I continued to run at 6:30 pace and would occasionally walk and drink at water stations. Unfortunately, I ingested so much fluids that, at one point, my stomach felt heavy and bloated. I felt like a tadpole! By Km28, I felt like my HRM strap was choking me so I stopped to remove my chest strap and loosen my hydration belt. What a relief! My pace had considerably slowed at that point though.
DOWNHILL FROM HEREON (AND I’M NOT TALKING ABOUT THE COURSE!)
By Km30, evil thoughts started entering my mind: What’s taking so long? Can I endure 12kms more of this? Will I get cramps like everyone else around? If I’m struggling now, what’s the last 5 kms going to feel like?
Then, I forced myself to recall how pleasant QC International Marathon was. How, at Km 30, I didn’t even know I was going for the full 42km! And, for some moments, I got a break from the weariness and tried my best to plod on.
– The cool zone provided mist for runners. Unfortunately, it felt like a warm zone for me –
THE LONGEST 5K OF MY LIFE
At QC International Marathon, my pacer Neville said “the last 5km will be the longest 5km of your life.” At that time, I quietly laughed about that line as I was on Cloud 9 running the last few kilometers towards QC Circle.
This time, however, his words didn’t only ring true, they were banging on my ear drums! My last 5 kms were reduced to this simple question: Can you make it to the next water station?

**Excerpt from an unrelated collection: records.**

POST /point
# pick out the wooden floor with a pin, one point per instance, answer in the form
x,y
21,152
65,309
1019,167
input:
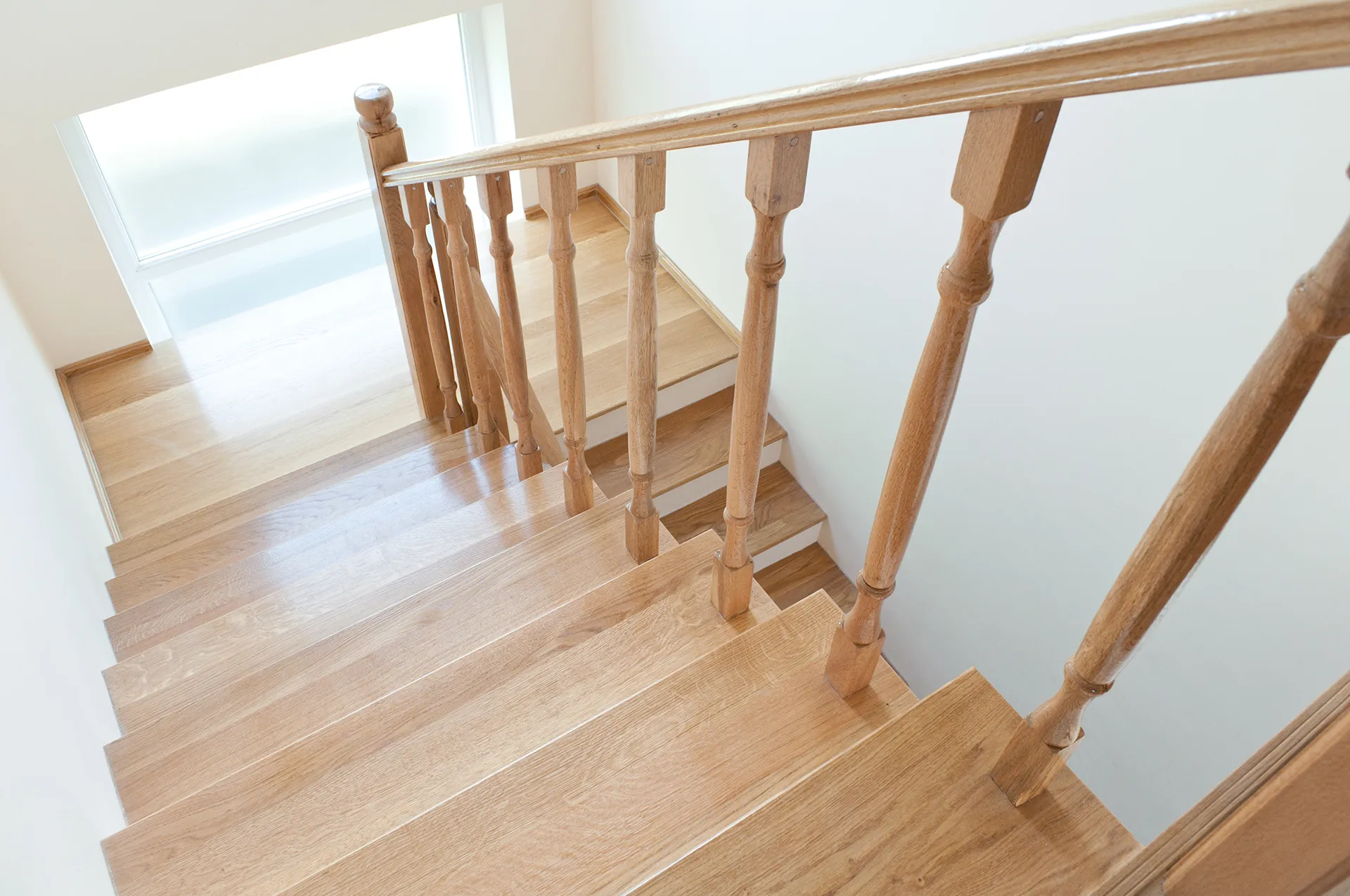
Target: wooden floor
x,y
274,389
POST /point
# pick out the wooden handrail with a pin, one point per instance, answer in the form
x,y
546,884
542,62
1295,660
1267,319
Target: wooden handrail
x,y
1200,45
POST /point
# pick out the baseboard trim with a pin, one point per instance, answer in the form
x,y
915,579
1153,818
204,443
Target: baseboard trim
x,y
535,212
64,375
676,274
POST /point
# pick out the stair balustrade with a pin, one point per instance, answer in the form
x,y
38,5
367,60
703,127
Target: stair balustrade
x,y
1012,98
458,224
641,192
494,196
419,219
558,197
996,176
1219,474
776,184
451,308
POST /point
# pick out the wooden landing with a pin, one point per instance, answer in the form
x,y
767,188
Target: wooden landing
x,y
248,400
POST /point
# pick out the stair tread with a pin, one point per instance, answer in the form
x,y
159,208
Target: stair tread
x,y
692,441
146,545
782,510
142,623
229,544
804,574
880,817
288,817
208,656
623,796
229,727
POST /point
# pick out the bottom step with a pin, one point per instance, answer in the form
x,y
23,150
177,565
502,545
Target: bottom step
x,y
913,809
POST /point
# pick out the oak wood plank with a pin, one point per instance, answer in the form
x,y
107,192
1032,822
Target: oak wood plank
x,y
277,822
207,658
230,727
676,762
873,819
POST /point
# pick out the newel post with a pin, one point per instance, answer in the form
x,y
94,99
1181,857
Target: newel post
x,y
1210,489
641,190
382,146
996,176
776,184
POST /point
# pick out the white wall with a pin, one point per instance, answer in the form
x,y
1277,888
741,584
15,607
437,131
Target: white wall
x,y
1131,300
57,799
68,57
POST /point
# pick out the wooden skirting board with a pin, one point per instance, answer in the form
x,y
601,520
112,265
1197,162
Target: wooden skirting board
x,y
64,375
671,268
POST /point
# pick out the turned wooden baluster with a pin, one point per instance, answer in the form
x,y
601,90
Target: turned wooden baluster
x,y
1209,491
415,214
493,382
776,184
454,211
996,176
558,197
494,196
382,145
641,190
449,303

I made a deal with myself: Walk briefly only at every OTHER water station. At every other station, I would then grab two cups: one to drink, another to pour over my overheating head. Then, I would walk briefly and compel myself to run again. It was slow and tough, but it was the only thing that kept me from sticking my thumb out to hitch a ride back to the hotel. By that time, I didn’t even bother looking at my watch anymore. Goal times were thrown out the window.
– Km 40: Singapore Flyer. More people were walking than running here –
– 2 more kms to go! I held on –
The harder you work for your goal, the more fulfilling it is when accomplished. And so, despite my weariness, I felt like the strongest woman alive when I crossed that finish line. (It also helped that there was a young Italian guy who made small talk with me right after!)

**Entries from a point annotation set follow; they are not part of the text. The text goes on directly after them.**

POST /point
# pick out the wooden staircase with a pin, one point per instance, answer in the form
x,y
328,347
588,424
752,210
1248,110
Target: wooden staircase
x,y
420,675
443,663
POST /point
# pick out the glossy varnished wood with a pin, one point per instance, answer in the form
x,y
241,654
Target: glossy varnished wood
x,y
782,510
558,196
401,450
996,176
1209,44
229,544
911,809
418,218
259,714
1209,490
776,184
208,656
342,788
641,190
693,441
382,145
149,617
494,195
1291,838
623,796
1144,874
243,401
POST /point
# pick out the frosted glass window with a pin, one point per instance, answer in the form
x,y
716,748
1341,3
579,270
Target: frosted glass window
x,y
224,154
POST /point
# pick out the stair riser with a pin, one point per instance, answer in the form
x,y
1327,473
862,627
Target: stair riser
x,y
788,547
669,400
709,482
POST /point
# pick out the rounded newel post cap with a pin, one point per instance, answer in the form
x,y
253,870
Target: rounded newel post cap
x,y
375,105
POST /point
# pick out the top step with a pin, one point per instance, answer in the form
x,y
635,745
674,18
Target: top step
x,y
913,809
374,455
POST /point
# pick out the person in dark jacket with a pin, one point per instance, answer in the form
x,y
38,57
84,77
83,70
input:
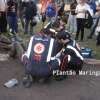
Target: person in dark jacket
x,y
72,49
39,59
30,12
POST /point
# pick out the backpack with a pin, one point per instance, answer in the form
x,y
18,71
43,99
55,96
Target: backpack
x,y
88,20
40,55
61,10
50,11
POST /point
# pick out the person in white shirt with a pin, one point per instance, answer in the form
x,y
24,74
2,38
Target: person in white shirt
x,y
81,10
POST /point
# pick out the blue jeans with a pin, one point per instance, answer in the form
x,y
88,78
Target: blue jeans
x,y
12,21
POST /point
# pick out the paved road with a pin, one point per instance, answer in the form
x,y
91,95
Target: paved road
x,y
73,88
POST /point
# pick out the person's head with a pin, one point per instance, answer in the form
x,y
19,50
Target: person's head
x,y
64,37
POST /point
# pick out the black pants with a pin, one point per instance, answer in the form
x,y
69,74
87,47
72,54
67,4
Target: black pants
x,y
93,28
98,39
80,27
3,22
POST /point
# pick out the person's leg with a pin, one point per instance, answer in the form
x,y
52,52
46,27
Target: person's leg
x,y
15,24
26,28
92,31
27,79
4,22
10,23
82,29
78,28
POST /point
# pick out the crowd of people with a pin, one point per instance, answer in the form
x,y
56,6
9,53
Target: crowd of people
x,y
52,48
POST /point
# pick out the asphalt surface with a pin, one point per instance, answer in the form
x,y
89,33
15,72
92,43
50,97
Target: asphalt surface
x,y
73,88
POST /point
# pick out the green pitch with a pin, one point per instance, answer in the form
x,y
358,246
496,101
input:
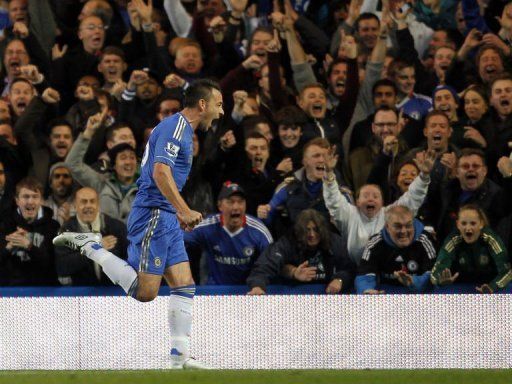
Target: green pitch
x,y
252,377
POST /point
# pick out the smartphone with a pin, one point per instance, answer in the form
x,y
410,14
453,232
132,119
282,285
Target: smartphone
x,y
404,8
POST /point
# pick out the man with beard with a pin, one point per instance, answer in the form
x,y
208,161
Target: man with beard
x,y
310,253
30,127
500,119
139,101
401,253
157,220
71,267
69,67
254,174
412,104
21,93
116,189
6,191
302,191
231,239
471,186
19,53
60,199
366,31
313,101
246,76
26,250
385,138
446,100
112,66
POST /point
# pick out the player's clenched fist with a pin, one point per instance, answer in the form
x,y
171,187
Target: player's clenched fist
x,y
263,211
189,220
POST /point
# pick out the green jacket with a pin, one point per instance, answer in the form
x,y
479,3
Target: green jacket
x,y
483,261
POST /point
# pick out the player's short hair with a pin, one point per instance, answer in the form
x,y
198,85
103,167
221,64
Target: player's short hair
x,y
473,207
199,89
30,183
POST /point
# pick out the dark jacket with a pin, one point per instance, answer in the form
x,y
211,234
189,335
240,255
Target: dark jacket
x,y
77,270
494,200
382,257
331,264
36,265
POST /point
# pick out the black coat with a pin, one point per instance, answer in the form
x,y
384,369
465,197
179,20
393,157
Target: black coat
x,y
75,269
35,266
331,264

I was (and still am) disappointed with not reaching my target time. See the frustration in this face?…
…It definitely could’ve been better. But, at the same time, I’m pretty proud of the fact that I plodded on despite the difficulties. I was blessed with the opportunity to join the race and test my endurance and will without any major glitches along the way (no cramps, no injury, not even a tiny blister!) For all that I am thankful.
Was it worse than the 1st marathon? Definitely. Will the 3rd marathon be the best? I certainly hope so.
Distance: 43.12 km
Average pace: 6:42 min/km
Official chip time: 4:49:18
* Thank you to Ivy for the race photos!